Thursday, June 10, 2010

ANNUAL CONFERENCE RESOLUTION

It was an interesting session at the annual conference of the Central Texas Conference of the Methodist Church. I was pleased that my resolution got on the agenda. I got there about 15 minutes before the session reconvened. While I was standing talking to Mary Barton at the Cross Plains table a young man came up with the resolution in his agenda and asked if I was present. I introduced myself and he told me how pleased he was to see the resolution. He works with young people in his ministry and liked the resolution. That gave me hope.

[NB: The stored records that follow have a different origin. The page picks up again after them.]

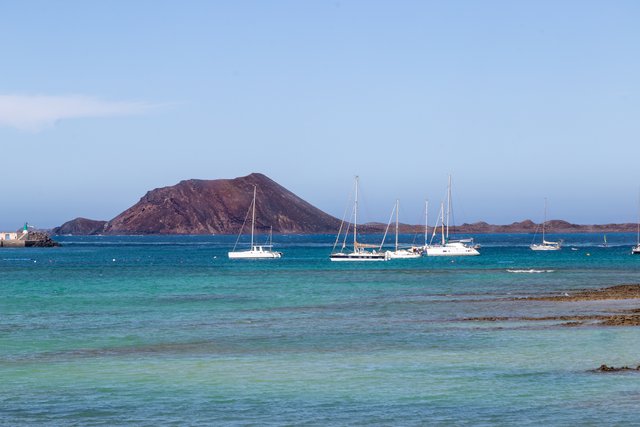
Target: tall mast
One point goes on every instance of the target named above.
(448, 205)
(545, 218)
(355, 218)
(253, 215)
(426, 220)
(397, 209)
(442, 216)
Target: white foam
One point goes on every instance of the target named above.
(530, 271)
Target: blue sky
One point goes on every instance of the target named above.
(518, 100)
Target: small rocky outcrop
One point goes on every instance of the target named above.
(40, 239)
(605, 368)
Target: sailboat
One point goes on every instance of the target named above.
(359, 251)
(636, 249)
(398, 253)
(604, 241)
(449, 247)
(546, 245)
(256, 251)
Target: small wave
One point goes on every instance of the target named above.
(530, 271)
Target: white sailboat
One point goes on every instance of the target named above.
(255, 251)
(636, 249)
(359, 251)
(546, 245)
(399, 253)
(449, 247)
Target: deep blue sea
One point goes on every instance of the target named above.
(165, 330)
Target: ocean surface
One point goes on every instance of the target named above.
(165, 330)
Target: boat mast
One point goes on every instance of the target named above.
(397, 209)
(442, 224)
(355, 218)
(545, 219)
(448, 205)
(253, 215)
(426, 220)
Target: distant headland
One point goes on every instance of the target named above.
(220, 207)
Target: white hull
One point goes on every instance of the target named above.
(257, 252)
(403, 254)
(451, 249)
(359, 256)
(545, 247)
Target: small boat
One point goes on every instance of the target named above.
(447, 247)
(402, 253)
(359, 251)
(256, 251)
(604, 242)
(546, 245)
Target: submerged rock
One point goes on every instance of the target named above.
(605, 368)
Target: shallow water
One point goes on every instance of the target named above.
(166, 330)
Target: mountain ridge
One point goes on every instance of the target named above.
(220, 206)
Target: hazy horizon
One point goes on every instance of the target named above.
(102, 102)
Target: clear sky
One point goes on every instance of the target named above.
(518, 100)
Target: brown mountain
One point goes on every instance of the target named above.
(220, 206)
(82, 226)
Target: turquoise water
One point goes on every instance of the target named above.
(166, 330)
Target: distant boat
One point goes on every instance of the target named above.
(604, 242)
(256, 251)
(359, 251)
(398, 253)
(463, 247)
(546, 245)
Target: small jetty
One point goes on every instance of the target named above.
(26, 239)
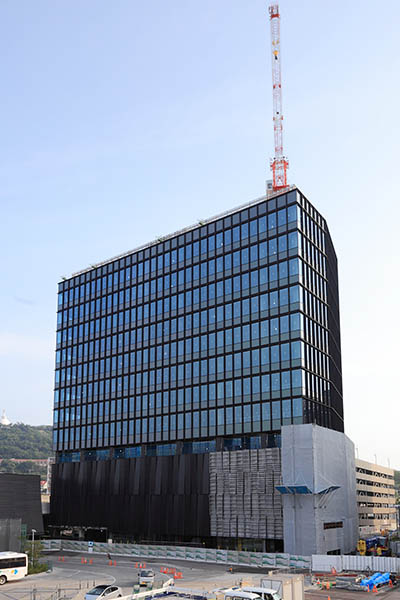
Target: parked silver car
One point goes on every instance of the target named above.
(104, 591)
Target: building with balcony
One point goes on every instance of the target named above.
(376, 497)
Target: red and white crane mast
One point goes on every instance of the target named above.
(279, 163)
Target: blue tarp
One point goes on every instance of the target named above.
(376, 579)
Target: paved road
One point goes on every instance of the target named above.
(70, 575)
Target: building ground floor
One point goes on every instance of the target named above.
(296, 495)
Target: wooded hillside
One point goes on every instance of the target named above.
(25, 441)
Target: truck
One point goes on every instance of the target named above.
(272, 587)
(288, 587)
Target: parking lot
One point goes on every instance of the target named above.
(72, 577)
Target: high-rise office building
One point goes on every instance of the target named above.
(180, 364)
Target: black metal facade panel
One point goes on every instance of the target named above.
(335, 354)
(148, 497)
(20, 499)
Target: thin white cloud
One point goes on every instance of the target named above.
(24, 346)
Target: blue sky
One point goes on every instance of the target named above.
(127, 120)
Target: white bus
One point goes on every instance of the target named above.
(13, 565)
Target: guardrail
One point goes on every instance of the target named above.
(227, 557)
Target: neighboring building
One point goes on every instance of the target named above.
(4, 420)
(376, 497)
(179, 368)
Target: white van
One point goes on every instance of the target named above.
(239, 594)
(264, 593)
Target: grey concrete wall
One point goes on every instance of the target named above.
(244, 501)
(318, 458)
(10, 535)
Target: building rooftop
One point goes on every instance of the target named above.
(163, 238)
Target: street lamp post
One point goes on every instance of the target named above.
(33, 544)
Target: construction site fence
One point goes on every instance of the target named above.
(317, 563)
(322, 563)
(228, 557)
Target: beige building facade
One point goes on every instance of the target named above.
(375, 497)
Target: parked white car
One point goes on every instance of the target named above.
(104, 591)
(146, 577)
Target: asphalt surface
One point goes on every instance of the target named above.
(71, 578)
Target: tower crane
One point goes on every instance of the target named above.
(279, 164)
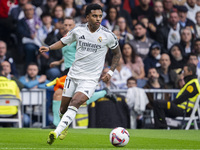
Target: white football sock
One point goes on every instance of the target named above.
(66, 120)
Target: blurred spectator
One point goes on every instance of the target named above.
(122, 12)
(168, 7)
(193, 59)
(69, 8)
(184, 21)
(6, 24)
(143, 10)
(134, 63)
(168, 77)
(177, 59)
(58, 15)
(197, 48)
(45, 28)
(178, 2)
(198, 3)
(27, 31)
(102, 85)
(79, 4)
(186, 41)
(31, 80)
(152, 60)
(136, 101)
(52, 37)
(181, 81)
(141, 43)
(145, 21)
(169, 34)
(153, 83)
(120, 75)
(128, 5)
(125, 32)
(131, 82)
(7, 73)
(183, 104)
(197, 25)
(81, 18)
(110, 20)
(101, 3)
(38, 3)
(17, 12)
(192, 9)
(68, 51)
(8, 87)
(5, 57)
(46, 8)
(157, 20)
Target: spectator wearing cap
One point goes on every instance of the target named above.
(192, 9)
(46, 8)
(141, 43)
(157, 19)
(169, 34)
(176, 57)
(152, 60)
(4, 56)
(122, 12)
(167, 76)
(184, 21)
(186, 41)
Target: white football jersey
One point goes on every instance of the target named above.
(91, 49)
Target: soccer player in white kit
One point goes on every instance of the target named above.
(93, 42)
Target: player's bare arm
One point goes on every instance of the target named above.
(55, 46)
(115, 61)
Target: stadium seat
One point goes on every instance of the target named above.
(10, 100)
(195, 115)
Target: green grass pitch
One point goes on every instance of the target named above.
(98, 139)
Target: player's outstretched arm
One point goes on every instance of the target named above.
(55, 46)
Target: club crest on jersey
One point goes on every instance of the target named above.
(99, 39)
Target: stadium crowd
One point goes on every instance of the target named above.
(157, 38)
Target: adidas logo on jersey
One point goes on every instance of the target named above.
(82, 37)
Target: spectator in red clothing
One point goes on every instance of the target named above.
(6, 24)
(143, 10)
(122, 12)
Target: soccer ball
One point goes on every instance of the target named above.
(119, 137)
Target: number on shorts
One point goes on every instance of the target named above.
(67, 83)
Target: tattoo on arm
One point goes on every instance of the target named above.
(116, 57)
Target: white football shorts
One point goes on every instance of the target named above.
(72, 86)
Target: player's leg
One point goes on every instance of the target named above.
(77, 100)
(57, 96)
(63, 108)
(83, 92)
(68, 92)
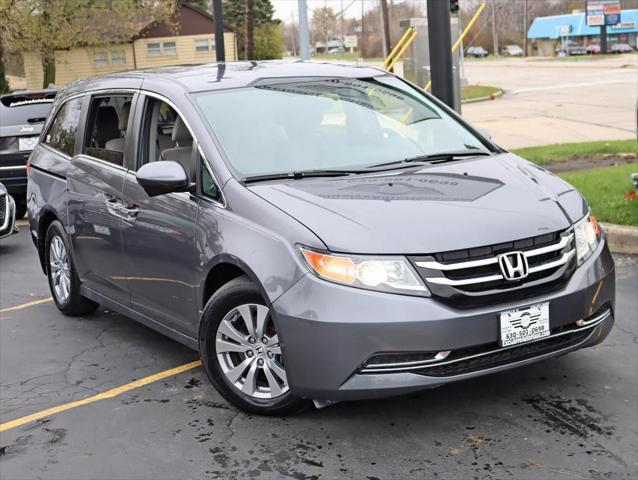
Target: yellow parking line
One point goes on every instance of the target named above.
(26, 305)
(114, 392)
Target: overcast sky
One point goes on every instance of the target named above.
(285, 8)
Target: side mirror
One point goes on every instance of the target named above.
(158, 178)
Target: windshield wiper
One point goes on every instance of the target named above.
(433, 158)
(300, 174)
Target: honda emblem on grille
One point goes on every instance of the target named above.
(513, 265)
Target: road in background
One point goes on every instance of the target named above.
(556, 101)
(571, 417)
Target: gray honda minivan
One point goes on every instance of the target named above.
(315, 232)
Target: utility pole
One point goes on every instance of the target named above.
(387, 46)
(525, 27)
(363, 29)
(441, 51)
(343, 36)
(249, 23)
(294, 34)
(603, 39)
(304, 37)
(494, 34)
(218, 17)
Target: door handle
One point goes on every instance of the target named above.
(120, 209)
(111, 205)
(129, 212)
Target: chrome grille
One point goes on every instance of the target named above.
(475, 273)
(4, 210)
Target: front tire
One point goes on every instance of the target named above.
(63, 278)
(21, 207)
(239, 347)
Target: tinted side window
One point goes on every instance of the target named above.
(106, 128)
(209, 188)
(165, 136)
(61, 133)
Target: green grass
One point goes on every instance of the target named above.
(605, 190)
(561, 152)
(469, 92)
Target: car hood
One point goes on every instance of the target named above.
(450, 206)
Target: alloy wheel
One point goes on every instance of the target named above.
(60, 269)
(249, 353)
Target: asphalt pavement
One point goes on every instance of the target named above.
(556, 101)
(571, 417)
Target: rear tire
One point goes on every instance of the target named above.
(240, 350)
(63, 278)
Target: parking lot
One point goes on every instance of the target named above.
(572, 417)
(556, 101)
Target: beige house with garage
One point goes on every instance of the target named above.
(190, 41)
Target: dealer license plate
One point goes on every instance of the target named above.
(27, 143)
(522, 325)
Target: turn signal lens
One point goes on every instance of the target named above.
(339, 269)
(587, 232)
(385, 274)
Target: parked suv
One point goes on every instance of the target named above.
(476, 52)
(621, 48)
(22, 115)
(513, 51)
(315, 231)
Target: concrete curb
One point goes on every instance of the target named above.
(621, 238)
(483, 99)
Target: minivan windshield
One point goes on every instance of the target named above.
(330, 123)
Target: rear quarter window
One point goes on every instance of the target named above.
(61, 132)
(25, 109)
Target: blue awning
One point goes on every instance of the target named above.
(576, 24)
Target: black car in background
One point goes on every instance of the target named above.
(22, 115)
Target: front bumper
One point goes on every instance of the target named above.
(328, 332)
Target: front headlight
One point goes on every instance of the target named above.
(383, 274)
(587, 234)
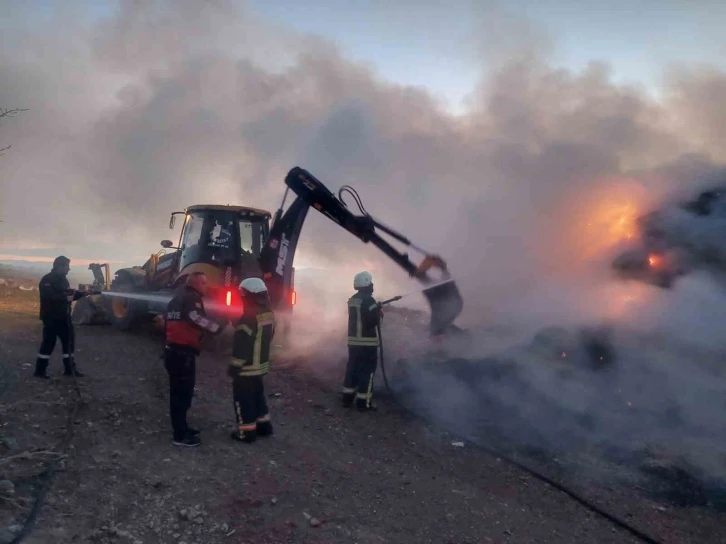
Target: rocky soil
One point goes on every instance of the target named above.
(328, 475)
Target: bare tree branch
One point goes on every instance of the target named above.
(8, 113)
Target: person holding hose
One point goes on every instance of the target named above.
(251, 362)
(186, 326)
(56, 298)
(364, 317)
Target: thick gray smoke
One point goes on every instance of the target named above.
(528, 196)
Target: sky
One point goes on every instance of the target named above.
(515, 137)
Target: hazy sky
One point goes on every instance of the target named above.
(139, 108)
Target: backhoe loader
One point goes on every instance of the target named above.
(231, 243)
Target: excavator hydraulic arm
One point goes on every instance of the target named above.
(443, 296)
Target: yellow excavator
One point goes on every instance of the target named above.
(231, 243)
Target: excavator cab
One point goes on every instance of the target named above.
(224, 242)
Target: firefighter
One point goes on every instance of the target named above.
(56, 297)
(364, 316)
(250, 362)
(186, 327)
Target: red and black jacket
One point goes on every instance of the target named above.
(186, 320)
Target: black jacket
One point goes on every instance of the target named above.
(54, 292)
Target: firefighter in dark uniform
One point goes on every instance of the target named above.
(364, 316)
(251, 361)
(56, 297)
(186, 326)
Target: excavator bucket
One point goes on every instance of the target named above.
(444, 297)
(446, 305)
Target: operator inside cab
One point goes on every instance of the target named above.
(364, 317)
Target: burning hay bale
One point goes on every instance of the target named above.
(679, 238)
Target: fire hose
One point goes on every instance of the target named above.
(536, 474)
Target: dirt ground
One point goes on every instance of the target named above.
(328, 475)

There were two resolutions: mine followed by one urging the Congress to pass legislation recognizing illegal immigrants. A presentation by the organization that provides legal advice to immigrants preceded the resolutions and the committee chair opted to vote on the immigrant resolution first. It passed with no discussion.

He then presented my resolution. Rev. Worcester from my church requested permission for me to speak to the resolution. The assembly had to vote to approve my speaking. That passed with about 20% disagreeing. I spoke for my allotted 3 minutes. The discussion then ramped up with the Bishop permitting three speakers for and three against. A motion to vote was made and approved. The vote was to approve or disagree with the recommendation that it not be approved. Thus a vote yes meant you were against the resolution and a vote no meant you approved the resolution. Two of the speakers against the resolution were professors of biology and physics. One young man told the assembly that if this was approved they would be the laughing stock of Texas. A woman teacher discussed my statement that creation scientists couldn't publish in peer reviewed papers because their peers didn't approve.

In the final vote the resolution was disapproved by a very large margin. I may have gotten 10 or 20 percent. I have written the Bishop thanking him for letting the resolution come forward. It could have been thrown out for being out of order, but a staff member helped rewrite it to meet their criteria. It is one step forward.

This morning I got a call from Rev. Jim Senkel who offered to submit a similar resolution but with wording that he thinks has more promise. His is stating that neither the theory of evolution nor creation can be proven and should both be taught. I disagree because I think the theory of evolution violates the laws of physics and chemistry and should be discarded, but that is a large step in today's world. I need to learn to be less offensive in my approach, but I am getting more and more passionate about my feelings.

The day before I got an email from my oldest grandson with an announcement of a seminar in Austin October 26, 27 and 28 that will examine the Christian vs. Naturalistic viewpoints. Look at www.vibrantdance.org. I plan to attend. It is directed at educating ministers as well as lay.